Sunday, August 15, 2010

Pilot Post

    Upon hearing that the text message alert sound I had chosen for my new iPhone was the same sound she had chosen, a year earlier, for her iPhone, my sister demanded that I change my sound at once. After all, she had it first; and heaven forbid we not know which one of is getting a text. So imagine my trepidation when it was time to tell her that I wanted to start a cooking blog; something else she did first. Fortunately, she handled this news better than the text message situation, and I was given her blessing to embark on my own food blog journey. I do not claim to be in any way gifted in the kitchen. I don’t even claim to be marginally good at cooking. What I do claim, and you’ll have to forgive me for borrowing this mantra from the lovely movie Ratatouille, is that anyone can cook.

    I was a very picky eater when I was young. (Ok, some would definitely say I’m still a picky eater, but we’ll get to that). The most famous “Erin Meal” that has chased me through the years via the memories of family and friends, is the Erin Hot Dog. This meal consists of a hot dog bun with ketchup in the middle of it—no actual hot dog. To get this meal, I, or whoever was ordering for me, had to explicitly order “a hot dog, without the dog please,” a request that was usually met with blank stares. I obstinately refused to ever actually try a hot dog, so I remained convinced for several years that I did not like them, leaving me only with the ketchup-in-the-bun option. Interestingly enough, when I finally did try a hot dog, with the actual dog, I immediately liked it.

    Not every story like this ends with success. There are plenty of things I have tried multiple times and still loathe (*cough*bananas). The point is, now I try. In the past few years I have realized that one cannot sustain a healthy lifestyle subsisting only on goldfish crackers, pasta, and cereal. This presents a mildly concerning problem for one such as myself, as there are a very finite number of foods that I actually like. The solution, I found, is to try anything and everything, because you never know when you’re going to find something that you really like! Case in point: Mom made me try roasted broccoli, (urgh, right?) and I now find myself craving it almost every day. I never thought I would convert to the dark side with broccoli, but there you are. Obviously this isn’t going to happen to you every time you try a new food, but it’s happened to me enough times to give me hope that I might one day completely overcome my pickiness.

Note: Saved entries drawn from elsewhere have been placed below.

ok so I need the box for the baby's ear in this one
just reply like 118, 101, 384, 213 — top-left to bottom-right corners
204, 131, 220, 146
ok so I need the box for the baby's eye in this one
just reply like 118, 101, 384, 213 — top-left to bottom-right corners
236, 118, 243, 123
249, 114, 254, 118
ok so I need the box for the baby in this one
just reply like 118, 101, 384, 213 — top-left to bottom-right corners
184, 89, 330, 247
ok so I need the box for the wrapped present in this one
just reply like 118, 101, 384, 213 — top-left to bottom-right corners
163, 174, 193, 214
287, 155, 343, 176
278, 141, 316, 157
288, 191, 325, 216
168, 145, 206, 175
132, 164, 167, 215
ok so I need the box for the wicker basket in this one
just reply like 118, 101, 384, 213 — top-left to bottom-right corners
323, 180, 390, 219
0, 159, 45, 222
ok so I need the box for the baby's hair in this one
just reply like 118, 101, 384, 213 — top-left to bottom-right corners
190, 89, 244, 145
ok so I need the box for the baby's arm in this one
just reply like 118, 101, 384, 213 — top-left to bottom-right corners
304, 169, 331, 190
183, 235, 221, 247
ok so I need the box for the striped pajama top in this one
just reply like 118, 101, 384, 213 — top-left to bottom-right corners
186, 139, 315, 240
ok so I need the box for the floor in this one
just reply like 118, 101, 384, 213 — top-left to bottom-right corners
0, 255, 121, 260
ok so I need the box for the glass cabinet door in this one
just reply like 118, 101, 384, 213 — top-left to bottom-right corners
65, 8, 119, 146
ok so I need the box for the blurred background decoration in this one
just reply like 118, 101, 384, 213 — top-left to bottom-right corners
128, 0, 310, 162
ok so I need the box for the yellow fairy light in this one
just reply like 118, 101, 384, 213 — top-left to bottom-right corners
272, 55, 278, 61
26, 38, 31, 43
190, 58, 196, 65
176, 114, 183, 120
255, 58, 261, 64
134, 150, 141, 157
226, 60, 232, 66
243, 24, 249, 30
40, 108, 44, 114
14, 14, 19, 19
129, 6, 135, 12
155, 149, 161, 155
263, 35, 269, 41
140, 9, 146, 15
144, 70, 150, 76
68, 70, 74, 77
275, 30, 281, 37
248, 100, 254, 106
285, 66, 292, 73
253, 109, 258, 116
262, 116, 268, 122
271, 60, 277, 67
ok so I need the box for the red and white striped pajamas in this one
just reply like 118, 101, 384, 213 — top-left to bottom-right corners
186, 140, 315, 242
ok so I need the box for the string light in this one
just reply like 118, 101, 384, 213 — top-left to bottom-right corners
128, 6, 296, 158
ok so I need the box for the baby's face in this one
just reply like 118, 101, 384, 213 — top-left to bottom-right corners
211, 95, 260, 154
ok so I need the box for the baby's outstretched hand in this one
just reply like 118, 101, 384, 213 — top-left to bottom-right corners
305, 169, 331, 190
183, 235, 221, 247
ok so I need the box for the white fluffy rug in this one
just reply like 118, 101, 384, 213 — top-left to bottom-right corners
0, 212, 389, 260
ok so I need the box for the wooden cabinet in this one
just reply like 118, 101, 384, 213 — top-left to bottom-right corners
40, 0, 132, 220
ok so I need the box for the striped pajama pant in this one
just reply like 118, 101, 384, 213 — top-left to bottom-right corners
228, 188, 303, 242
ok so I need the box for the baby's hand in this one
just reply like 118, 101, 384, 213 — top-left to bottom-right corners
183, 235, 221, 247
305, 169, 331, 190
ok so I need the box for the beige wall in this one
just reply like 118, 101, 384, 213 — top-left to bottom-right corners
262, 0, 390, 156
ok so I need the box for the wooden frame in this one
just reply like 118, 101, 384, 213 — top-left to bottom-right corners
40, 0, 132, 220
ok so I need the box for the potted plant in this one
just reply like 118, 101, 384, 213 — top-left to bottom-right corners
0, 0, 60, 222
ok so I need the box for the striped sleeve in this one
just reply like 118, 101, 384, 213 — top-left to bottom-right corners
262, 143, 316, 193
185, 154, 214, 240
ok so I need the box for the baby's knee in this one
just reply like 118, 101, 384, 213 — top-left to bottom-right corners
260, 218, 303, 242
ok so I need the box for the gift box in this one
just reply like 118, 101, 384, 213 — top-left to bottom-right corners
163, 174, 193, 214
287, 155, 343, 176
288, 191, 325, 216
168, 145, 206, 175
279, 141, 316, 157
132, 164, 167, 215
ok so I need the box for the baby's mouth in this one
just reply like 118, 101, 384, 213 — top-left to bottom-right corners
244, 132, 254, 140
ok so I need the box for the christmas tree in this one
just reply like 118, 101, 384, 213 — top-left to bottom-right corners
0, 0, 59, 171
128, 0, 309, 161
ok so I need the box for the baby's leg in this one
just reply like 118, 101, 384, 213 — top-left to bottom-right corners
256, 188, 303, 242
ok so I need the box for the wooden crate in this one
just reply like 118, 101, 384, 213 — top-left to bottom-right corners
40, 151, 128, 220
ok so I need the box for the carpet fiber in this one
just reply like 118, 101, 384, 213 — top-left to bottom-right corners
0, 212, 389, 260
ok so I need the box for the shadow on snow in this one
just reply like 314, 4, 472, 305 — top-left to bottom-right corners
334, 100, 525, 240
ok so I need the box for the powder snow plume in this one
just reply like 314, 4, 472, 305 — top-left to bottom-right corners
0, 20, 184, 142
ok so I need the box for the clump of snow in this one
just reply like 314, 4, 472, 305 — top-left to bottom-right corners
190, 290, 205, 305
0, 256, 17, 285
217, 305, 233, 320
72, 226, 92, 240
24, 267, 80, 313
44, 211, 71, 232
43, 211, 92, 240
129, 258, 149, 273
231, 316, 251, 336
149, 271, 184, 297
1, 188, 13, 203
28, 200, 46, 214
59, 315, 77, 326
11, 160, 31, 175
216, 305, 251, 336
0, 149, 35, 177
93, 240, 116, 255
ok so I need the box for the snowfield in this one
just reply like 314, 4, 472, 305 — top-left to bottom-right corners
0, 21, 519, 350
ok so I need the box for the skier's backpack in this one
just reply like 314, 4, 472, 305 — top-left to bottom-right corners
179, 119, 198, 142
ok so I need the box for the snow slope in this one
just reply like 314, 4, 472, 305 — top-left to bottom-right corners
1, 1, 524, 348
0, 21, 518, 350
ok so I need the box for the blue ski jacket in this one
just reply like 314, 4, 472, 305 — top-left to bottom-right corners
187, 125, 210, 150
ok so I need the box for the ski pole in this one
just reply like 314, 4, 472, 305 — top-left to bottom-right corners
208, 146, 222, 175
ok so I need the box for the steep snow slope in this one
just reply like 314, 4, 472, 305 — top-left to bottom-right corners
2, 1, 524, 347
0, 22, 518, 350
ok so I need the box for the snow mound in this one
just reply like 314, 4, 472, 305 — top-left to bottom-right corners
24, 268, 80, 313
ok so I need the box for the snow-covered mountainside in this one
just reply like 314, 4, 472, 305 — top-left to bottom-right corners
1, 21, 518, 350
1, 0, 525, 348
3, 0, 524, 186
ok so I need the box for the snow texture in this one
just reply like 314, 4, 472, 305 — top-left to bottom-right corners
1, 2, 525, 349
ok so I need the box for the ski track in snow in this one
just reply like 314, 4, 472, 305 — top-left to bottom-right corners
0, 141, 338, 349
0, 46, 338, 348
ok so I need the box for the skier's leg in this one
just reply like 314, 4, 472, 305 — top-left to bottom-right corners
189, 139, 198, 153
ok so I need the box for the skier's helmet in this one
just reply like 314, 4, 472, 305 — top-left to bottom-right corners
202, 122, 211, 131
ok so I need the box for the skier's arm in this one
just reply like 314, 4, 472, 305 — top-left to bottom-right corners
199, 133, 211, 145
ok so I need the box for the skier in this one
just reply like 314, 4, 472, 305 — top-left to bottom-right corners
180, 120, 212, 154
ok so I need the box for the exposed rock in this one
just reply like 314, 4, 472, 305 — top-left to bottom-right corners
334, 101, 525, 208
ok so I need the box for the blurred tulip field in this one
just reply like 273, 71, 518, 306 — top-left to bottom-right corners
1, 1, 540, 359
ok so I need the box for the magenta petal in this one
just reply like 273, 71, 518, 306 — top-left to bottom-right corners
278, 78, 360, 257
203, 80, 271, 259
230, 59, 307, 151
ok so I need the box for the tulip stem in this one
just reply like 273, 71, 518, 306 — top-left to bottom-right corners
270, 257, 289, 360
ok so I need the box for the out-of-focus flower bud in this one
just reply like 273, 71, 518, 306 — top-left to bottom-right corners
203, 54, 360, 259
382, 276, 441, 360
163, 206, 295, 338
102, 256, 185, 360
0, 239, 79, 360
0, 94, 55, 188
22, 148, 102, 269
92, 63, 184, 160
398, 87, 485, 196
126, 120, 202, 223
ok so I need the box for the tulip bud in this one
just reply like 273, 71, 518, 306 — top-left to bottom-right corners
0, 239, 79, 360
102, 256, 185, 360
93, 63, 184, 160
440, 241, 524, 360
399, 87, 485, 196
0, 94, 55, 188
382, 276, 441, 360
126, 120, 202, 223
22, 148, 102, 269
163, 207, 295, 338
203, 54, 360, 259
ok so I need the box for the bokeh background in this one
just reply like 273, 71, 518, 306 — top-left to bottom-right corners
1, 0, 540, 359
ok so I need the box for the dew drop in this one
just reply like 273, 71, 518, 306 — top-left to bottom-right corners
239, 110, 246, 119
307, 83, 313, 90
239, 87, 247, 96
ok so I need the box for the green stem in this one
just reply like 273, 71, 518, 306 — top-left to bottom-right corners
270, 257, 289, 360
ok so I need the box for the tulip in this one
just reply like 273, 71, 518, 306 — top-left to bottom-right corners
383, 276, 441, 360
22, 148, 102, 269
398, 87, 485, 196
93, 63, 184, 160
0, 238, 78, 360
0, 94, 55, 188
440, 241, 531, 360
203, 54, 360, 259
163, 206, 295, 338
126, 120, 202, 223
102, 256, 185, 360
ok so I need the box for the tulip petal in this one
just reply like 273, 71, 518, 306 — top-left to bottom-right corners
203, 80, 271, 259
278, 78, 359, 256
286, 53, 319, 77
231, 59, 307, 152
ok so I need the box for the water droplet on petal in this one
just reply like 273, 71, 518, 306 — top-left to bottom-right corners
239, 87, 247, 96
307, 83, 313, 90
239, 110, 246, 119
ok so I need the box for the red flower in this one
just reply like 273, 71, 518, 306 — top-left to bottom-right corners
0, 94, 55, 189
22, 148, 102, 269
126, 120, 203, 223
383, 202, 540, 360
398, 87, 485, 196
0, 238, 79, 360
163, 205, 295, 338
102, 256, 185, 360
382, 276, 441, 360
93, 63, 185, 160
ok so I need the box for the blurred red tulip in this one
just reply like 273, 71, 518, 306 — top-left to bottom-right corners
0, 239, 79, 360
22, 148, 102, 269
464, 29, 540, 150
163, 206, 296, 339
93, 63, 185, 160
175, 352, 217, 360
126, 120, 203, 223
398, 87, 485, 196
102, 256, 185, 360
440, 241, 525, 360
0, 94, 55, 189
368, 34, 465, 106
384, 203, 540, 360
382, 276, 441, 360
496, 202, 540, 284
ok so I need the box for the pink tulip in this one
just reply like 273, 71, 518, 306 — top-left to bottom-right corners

    Two years ago, I moved into an apartment and had to cook for myself for the first time in my life. I found that I truly enjoyed cooking, but my repertoire of dinner recipes was deplorably small. (I can only eat salmon and cous cous so many times in one week). Over the past two years I have observed my sister, my mom, my friends, and sometimes even cooking shows, to try to find new and exciting recipes, ones that I—miss hot-dog-without-the-dog—will actually like. Finding that balance between a healthy diet and a pleasurable diet has been, and continues to be, quite challenging. But I do feel as though I’m making progress. So I thought I’d start this blog in the hopes that I will be able to reach out to other picky eaters and give them some hope and, more importantly, some yummy (and healthy) recipe ideas.

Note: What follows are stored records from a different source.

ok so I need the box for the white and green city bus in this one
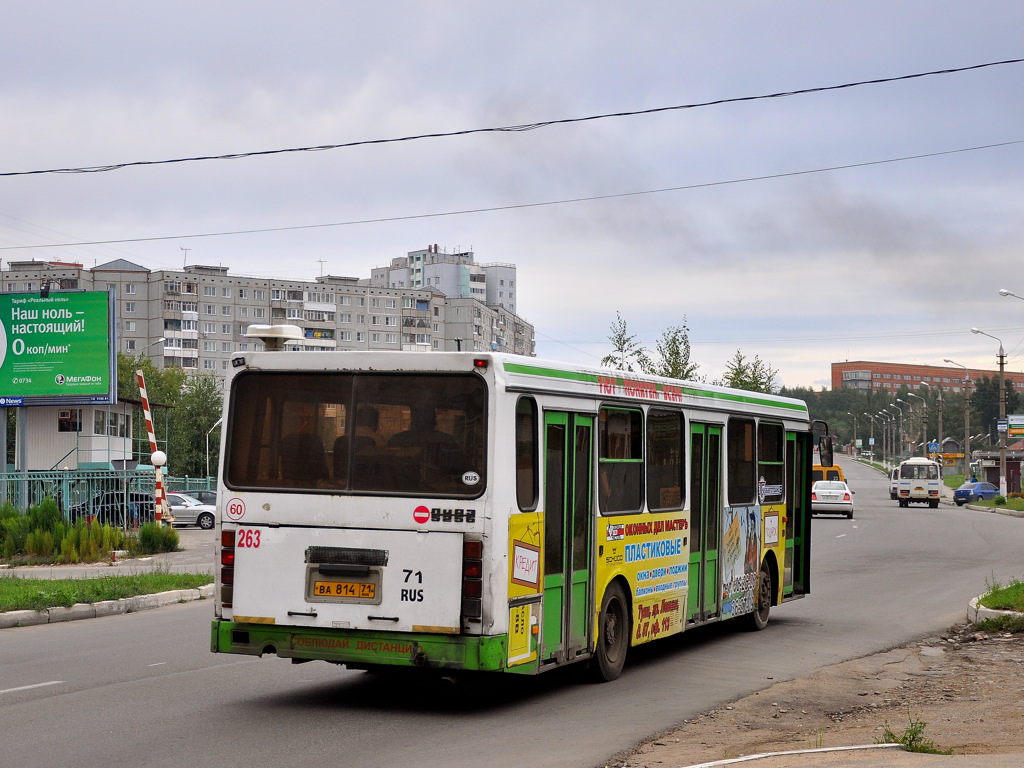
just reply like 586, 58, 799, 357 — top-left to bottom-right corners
210, 350, 831, 681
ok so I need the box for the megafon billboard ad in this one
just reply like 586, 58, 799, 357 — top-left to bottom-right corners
0, 291, 116, 406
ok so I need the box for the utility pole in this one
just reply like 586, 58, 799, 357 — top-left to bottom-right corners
972, 328, 1007, 495
944, 359, 971, 477
999, 347, 1007, 496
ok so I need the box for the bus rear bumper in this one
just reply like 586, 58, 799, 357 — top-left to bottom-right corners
211, 619, 509, 672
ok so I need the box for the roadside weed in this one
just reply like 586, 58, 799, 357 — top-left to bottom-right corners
878, 714, 952, 755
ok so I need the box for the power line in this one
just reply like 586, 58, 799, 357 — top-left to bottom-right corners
2, 58, 1022, 178
2, 138, 1021, 251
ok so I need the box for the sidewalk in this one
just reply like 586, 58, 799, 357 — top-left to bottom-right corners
0, 527, 215, 580
0, 528, 215, 629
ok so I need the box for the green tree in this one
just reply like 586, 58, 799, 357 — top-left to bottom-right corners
971, 376, 1020, 445
719, 350, 779, 394
116, 352, 188, 468
650, 320, 700, 381
117, 352, 186, 406
167, 373, 223, 478
601, 312, 652, 373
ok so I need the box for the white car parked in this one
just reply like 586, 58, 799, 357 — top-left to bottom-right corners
165, 492, 217, 529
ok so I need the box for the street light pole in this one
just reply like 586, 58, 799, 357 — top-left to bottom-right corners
878, 411, 893, 466
888, 403, 905, 460
906, 392, 926, 457
206, 417, 223, 480
971, 328, 1007, 495
863, 412, 877, 460
142, 336, 166, 355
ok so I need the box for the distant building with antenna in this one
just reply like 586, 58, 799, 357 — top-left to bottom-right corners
1, 245, 536, 389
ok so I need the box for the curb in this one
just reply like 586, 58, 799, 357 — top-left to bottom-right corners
0, 584, 213, 629
681, 743, 903, 767
967, 595, 1024, 624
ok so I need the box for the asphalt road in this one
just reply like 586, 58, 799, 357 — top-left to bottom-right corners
2, 458, 1021, 768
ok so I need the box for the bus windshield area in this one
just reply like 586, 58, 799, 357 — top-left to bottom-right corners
900, 463, 939, 480
225, 372, 487, 497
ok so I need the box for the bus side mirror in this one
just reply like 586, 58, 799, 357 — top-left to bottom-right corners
813, 420, 834, 467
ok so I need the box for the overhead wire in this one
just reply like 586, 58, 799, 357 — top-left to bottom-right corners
1, 139, 1021, 251
1, 58, 1022, 178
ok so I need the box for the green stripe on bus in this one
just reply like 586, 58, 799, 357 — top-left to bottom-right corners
212, 620, 509, 672
503, 362, 808, 414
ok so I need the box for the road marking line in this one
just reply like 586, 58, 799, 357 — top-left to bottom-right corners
148, 662, 167, 667
835, 534, 847, 538
0, 680, 65, 695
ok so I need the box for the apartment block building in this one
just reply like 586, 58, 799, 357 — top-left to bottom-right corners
2, 247, 536, 384
370, 244, 518, 315
831, 360, 1024, 394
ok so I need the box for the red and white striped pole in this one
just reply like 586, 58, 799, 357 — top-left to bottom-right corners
136, 370, 167, 526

Roasted Broccoli (don’t knock it ‘til you try it):


Ingredients:

1 head of broccoli

4 Tbsp olive oil (or more to taste)

3 Tbsp salt (or more to taste)

Directions:
Preheat oven to 425°. Cut broccoli into bite-size pieces, trimming stems as short or long as you like, and place pieces onto a baking sheet. Drizzle olive oil over the broccoli, covering all pieces equally. Sprinkle salt over broccoli pieces (go easy on the salt your first time, you don’t want to get too much. And you can always add more once you’ve cooked it). Roast in oven for 20 minutes or until broccoli pieces begin to turn brown. Remove from oven and serve hot.